Monday, April 26, 2021

Credibility determinations require giving self-defense instruction

Michelle A. Davis won in State v. Holley, No. 121,181 (Kan. April 23, 2021), obtaining a new trial in a Sedgwick County first-degree murder and child endangerment prosecution. At trial, Mr. Holley requested a self-defense instruction, but the district court refused because it found that Mr. Holley was committing a forcible felony. The state had conceded that the instruction should have been given, but asserted that the failure to do so was harmless. The KSC agreed that the instruction was legally appropriate under its more recent case law and that it was factually appropriate. But it disagreed that with the state that the error was harmless:

The jury was provided with competing narratives. According to Reed, Holley tried to rob Smith at gunpoint and fired the initial shot. But according to Holley, Smith tried to rob Holley by grabbing his $200-$300 cash and fired the initial shot, followed by an attempted shot that was only prevented by Smith's gun jamming. 

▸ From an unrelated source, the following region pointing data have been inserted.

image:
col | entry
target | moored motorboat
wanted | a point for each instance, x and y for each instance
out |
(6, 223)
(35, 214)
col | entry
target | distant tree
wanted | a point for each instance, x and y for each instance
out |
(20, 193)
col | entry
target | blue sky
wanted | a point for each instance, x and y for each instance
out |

The physical evidence supported Holley's claim that both Smith and Holley fired or tried to fire shots. Smith's Jimenez pistol was jammed and a live Hornady .380 auto caliber cartridge was stuck inside the barrel. Holley admits to shooting Smith and ballistic testing showed the Smith & Wesson Bodyguard Holley possessed at the time of his arrest matched the projectile recovered from Smith's autopsy. 

The physical evidence, however, does not establish who fired or tried to fire their gun first. The sequence of events hinges on testimony from Reed and Holley. Thus, whether Holley used self-defense boils down to a credibility question. Without the jury making this credibility determination, we cannot be sure that the court's failure to instruct the jury on self-defense did not affect the outcome of this trial. 

As a result, the KSC reversed the murder conviction and remanded for new trial. The KSC also affirmed the child endangerment conviction, holding that the state did not have to prove probability or likelihood of harm to prove child endangerment.